現代日本人は本当に宗教が嫌いです。多分、その理由は某宗教のサリン事件、霊感商法、某宗教の聖書の売り込み、などなどの重複した理由で嫌いになったのでしょう。しかしお盆、お祭り、年末年始の行事、NHKの除夜の鐘のテレビ、ラジオ放送で、全国の神社仏閣の風景を見ると、日本人がいかに宗教を大事にしているかが分かります。祖先のお墓を何よりも大事にしている文化は世界一かもしれません。比較宗教学をきちんと勉強すると何が恐ろしくて、何が神聖なものか、安心して近づけます。健全な信仰の力は人類の宝なのですが、うやむやの文化、玉虫色の文化が大好きなやまとびとなので、なかなか核心に触れる勇気がないのも大和文化の特色でもあります。一度、比較宗教学をきちんと学び生き抜く勇気と知恵と元気を与えてくれる健全な<あの世とこの世>を意識化し厳しい現代社会を喜びを持って生き抜くノウハウを健全な信仰の力に求めてみるのも勉強になります。祖先からお付き合いのある自分の家の菩提寺の御坊様に相談するのも知恵の一つです。
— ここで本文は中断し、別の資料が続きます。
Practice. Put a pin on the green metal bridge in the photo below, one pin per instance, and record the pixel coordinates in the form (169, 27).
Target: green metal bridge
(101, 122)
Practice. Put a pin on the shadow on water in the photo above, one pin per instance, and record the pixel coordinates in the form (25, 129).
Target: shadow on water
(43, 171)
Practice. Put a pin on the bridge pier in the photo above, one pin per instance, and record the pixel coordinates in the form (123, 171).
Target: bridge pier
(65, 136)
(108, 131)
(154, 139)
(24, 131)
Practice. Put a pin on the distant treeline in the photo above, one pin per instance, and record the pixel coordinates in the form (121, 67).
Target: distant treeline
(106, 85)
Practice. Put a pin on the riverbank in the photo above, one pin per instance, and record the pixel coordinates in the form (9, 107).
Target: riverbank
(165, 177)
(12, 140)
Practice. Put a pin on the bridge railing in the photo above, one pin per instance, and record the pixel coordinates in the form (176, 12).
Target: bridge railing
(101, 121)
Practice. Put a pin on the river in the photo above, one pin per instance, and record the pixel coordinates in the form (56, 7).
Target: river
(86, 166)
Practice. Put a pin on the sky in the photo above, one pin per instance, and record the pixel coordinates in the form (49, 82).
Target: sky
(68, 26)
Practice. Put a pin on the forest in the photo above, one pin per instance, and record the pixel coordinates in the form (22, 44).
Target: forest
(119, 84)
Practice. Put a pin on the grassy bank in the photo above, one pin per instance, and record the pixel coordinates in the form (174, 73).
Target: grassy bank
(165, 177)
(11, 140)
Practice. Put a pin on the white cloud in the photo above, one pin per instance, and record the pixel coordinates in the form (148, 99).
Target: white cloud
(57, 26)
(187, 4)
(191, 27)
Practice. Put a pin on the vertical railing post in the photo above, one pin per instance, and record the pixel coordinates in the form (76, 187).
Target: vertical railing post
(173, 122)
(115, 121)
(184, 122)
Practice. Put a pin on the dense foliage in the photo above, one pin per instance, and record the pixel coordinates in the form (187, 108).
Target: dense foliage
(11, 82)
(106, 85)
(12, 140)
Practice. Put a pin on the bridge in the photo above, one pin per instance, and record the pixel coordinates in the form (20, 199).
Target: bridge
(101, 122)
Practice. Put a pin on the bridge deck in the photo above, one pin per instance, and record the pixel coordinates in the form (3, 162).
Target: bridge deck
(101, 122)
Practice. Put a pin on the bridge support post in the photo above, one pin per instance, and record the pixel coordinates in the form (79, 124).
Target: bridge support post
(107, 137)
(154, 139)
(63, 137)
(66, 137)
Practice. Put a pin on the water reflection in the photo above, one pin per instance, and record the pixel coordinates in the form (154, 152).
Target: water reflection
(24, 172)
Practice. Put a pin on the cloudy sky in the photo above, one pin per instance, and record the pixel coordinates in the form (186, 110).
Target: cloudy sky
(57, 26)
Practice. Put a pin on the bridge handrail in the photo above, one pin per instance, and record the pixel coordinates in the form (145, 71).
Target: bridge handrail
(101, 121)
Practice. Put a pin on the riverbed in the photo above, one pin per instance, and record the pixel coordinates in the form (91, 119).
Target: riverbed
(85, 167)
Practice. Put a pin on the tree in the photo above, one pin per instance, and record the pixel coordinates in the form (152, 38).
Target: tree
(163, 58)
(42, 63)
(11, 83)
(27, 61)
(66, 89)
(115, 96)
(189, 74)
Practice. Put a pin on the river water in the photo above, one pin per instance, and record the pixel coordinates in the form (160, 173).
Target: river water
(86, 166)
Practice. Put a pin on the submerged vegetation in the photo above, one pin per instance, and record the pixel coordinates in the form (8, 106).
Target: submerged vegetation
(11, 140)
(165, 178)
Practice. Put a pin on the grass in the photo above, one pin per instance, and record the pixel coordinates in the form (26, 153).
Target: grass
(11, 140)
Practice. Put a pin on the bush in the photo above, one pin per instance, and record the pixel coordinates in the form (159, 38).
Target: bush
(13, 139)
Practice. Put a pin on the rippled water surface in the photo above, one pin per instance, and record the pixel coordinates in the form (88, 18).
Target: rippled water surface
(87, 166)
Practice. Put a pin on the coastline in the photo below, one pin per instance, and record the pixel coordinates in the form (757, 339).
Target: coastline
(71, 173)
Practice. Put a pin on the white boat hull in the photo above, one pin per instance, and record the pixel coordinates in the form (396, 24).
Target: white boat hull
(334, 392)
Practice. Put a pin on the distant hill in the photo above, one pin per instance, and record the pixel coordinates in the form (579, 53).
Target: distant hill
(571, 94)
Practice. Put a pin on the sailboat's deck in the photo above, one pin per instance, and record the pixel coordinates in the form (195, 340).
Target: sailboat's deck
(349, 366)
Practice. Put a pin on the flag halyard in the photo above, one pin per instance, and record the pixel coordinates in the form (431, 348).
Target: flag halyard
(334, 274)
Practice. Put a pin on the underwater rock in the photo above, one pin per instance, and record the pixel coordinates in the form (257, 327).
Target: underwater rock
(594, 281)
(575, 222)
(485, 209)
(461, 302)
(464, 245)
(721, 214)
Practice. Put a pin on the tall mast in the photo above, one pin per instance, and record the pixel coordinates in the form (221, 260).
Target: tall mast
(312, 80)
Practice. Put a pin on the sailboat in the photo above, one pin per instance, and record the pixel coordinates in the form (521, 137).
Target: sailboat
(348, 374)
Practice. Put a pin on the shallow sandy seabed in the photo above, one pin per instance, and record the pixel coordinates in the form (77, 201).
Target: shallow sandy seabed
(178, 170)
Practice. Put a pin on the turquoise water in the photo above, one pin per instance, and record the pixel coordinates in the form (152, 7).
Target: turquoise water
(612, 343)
自分の菩提寺がどこかも知らない方はもう少し祖先を大事になさいませ。
ユージン・ジェンドリンというアメリカの学者が開発した手法ですが、日本人は俳句とか和歌に親しんでいるので非常に上手にこの手法を活用しています。(1)気がかりな事柄が幾つくらいあるかを点検してみます(2)この中から今、一番気がかりなことを努力して一つだけ選別します(3)一つ選んだこの事がらを想った時、どんな気分になるか、いやーナ気分になるのか、不安になるのか、怒り心頭に達するのか、そのあたりの感情を把握します(4)この事がらが最悪に展開した場合のシュミレーションを描き、腹を据える努力をします(5)夢のような結末でいいので最高にうまく事が流れたら、どんな人生になるのかを楽しみながらシュミレーションを描きます(6)そうすると、とりあえず、こうしよう、あーあしよう、と何となく方向性が見えてきます。以上、6つの自問自答をしてみて下さい。この手法は自分にも、悩んでいる友人にも役立ちます.
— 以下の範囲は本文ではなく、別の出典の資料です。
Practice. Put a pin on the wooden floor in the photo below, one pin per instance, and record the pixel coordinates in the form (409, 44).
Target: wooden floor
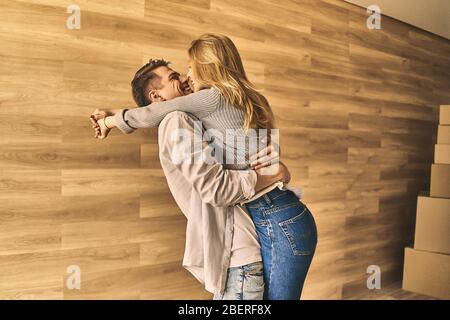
(357, 109)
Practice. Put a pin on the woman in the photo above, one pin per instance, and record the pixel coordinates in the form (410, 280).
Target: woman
(224, 99)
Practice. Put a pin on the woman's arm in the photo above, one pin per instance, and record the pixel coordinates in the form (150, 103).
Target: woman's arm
(200, 104)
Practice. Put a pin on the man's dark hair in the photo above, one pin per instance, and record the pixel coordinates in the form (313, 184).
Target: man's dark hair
(143, 77)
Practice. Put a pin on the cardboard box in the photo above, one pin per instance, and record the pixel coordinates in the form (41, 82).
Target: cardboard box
(443, 135)
(444, 115)
(440, 180)
(427, 273)
(432, 225)
(442, 154)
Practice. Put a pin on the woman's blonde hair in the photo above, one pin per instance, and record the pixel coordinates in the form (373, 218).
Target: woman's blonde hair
(215, 62)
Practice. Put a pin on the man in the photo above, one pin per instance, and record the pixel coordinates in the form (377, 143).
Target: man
(222, 250)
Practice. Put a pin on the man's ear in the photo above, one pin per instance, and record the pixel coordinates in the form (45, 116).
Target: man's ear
(154, 96)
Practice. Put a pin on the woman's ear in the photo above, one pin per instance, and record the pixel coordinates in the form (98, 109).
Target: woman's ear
(154, 96)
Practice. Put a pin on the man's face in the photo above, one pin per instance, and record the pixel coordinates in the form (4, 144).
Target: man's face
(169, 85)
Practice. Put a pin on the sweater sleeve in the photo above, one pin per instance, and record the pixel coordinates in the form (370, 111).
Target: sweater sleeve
(200, 104)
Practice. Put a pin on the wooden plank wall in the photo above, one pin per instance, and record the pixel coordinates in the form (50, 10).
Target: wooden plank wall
(357, 110)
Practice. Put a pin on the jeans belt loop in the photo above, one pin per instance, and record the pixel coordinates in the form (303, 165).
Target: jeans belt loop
(267, 199)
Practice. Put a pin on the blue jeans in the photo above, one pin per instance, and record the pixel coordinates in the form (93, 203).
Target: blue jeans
(288, 236)
(244, 283)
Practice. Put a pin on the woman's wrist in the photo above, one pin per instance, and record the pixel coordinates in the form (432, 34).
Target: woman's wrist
(110, 122)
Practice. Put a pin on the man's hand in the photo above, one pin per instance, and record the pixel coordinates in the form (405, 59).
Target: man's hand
(279, 173)
(101, 131)
(103, 113)
(265, 157)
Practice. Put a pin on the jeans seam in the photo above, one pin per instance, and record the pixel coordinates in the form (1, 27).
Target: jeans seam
(270, 231)
(279, 208)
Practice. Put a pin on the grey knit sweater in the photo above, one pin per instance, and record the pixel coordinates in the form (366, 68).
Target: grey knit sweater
(209, 106)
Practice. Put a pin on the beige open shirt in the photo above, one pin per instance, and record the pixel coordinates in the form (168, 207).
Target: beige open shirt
(218, 234)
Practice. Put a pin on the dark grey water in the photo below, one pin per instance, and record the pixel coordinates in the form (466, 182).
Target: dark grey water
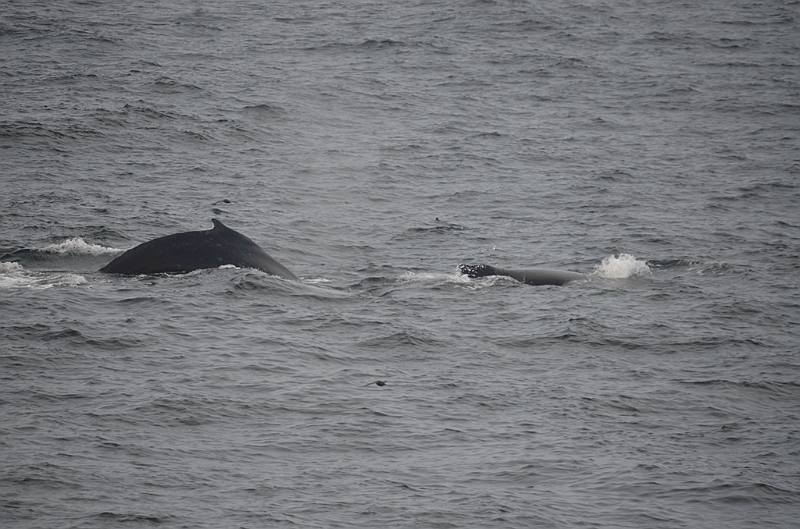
(371, 148)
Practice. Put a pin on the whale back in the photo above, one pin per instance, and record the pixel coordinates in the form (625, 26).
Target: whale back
(530, 276)
(195, 250)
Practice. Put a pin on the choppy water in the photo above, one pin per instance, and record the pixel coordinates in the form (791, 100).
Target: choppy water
(372, 147)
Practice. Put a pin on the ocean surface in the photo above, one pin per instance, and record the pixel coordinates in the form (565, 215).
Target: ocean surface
(372, 147)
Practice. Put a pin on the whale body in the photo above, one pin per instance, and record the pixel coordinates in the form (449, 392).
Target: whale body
(195, 250)
(531, 276)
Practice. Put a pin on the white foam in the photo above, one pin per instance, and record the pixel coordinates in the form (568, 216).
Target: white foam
(621, 266)
(77, 246)
(12, 276)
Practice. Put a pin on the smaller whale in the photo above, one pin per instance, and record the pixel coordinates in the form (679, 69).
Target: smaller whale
(195, 250)
(531, 276)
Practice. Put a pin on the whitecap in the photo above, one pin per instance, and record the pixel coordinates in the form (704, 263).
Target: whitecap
(621, 266)
(77, 246)
(13, 275)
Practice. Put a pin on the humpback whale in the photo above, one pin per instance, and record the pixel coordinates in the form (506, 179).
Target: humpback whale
(194, 250)
(531, 276)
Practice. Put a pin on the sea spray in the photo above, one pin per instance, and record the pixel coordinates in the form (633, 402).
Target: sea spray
(621, 266)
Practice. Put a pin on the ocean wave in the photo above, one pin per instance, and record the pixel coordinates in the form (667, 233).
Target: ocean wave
(13, 275)
(622, 266)
(77, 246)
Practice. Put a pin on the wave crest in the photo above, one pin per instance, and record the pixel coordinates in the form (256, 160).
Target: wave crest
(622, 266)
(77, 246)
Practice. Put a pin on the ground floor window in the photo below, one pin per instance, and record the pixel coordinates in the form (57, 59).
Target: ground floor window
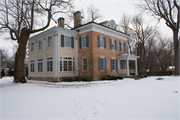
(113, 64)
(67, 63)
(84, 64)
(32, 65)
(40, 65)
(49, 64)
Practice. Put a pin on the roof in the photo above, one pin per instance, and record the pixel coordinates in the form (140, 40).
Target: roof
(100, 24)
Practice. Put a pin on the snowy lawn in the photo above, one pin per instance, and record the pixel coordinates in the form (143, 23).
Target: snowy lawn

ストレス曲線をある程度解消出来ると、人間の心に必ず知恵の泉が湧きだします。ホメオスターシス、自然治癒力は人間の身体の重要な生命力ですが、この生命力、システムがあるのでお薬が効力を発揮するわけですが、心のお薬は何と言っても希望、夢です。成育史には沢山の劣等感、挫折感がありますので、自分は何をしても駄目だ、という想いが人間には誰にでもあります。ただ程度の差があるだけの話です。ですからどんな小さな成功体験、例えば方向音痴の人があたかも偶然かのようにきっちりと道に迷うことなく目的地に到着出来た事例を思い出すのです。偶然、という事は人生にはあるように見えますが、実は平素の努力、意識している思索と行為のお陰による成功体験なのです。小さな成功体験を沢山思い出させる心理療法家が上手な人と言われているように人の身体は神の神殿なので思索するコツを覚えると人はどんどん素晴らしい気付きの泉に目覚めていきます。湧いてくる小さな美しい泉を大事にするコツを覚えて下さい。
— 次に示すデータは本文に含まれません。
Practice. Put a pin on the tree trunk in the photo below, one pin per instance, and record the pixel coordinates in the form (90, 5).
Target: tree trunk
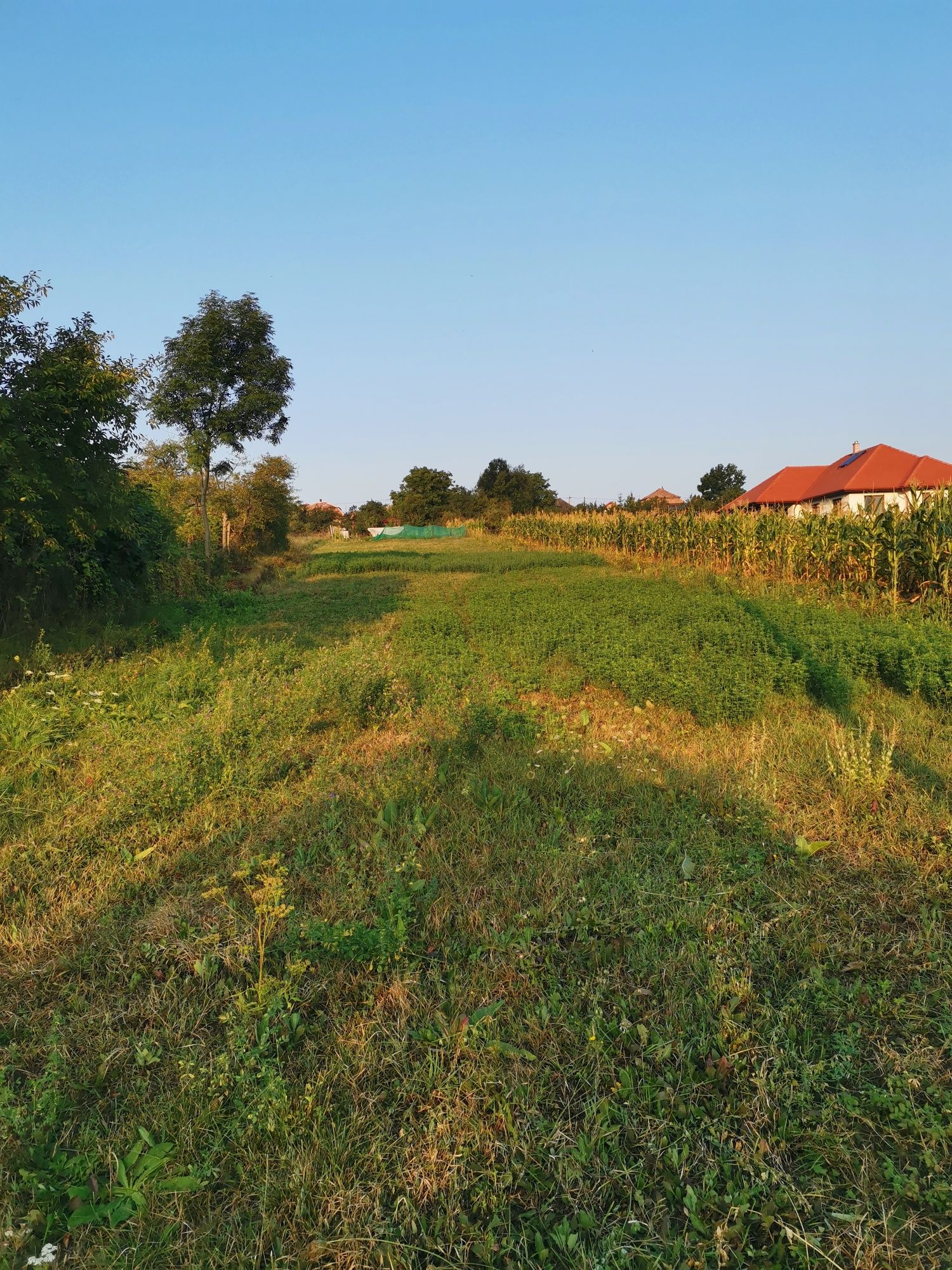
(206, 530)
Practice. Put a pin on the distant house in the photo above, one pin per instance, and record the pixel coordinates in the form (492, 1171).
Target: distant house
(323, 507)
(868, 479)
(786, 488)
(666, 497)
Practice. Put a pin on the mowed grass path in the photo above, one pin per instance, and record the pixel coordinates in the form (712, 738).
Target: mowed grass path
(619, 937)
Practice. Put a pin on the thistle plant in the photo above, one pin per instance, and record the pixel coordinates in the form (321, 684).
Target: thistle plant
(263, 885)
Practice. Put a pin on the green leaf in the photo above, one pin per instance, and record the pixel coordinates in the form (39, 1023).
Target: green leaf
(809, 849)
(484, 1013)
(172, 1186)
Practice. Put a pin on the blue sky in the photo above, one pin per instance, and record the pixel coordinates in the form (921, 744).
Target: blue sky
(618, 242)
子供から大人まで生きていく為には希望が必要ですが、この生きていく喜びとなる希望力を獲得する事は案外難しいようです。明るく元気に、いきいきと毎日を送っている人間には不要の課題ですが、毎日虐められている子供達や職場の人間関係にうんざりしている人々にとっては日々が憂鬱です。心理療法ではどう対処しているかと言いますと(1)ストレス曲線(不安感、怒り、身体症状、鬱、錯乱の5つ)を調べます。(2)そのストレス曲線を、その人がどう心の中で処理しているかを調べます(3)その解釈が健康的な解釈か、病的な解釈かを調べます(4)解釈を変えると世界が変わる事を時間をかけて対話していきます。この4つの対応が上手なカウンセラーと下手なカウンセラーがいますが、上手なカウンセラーに遭遇することを祈りつつ、ここでは自分での対応を思索していきますがその生きる希望を自分の成育史から探りだしていきます。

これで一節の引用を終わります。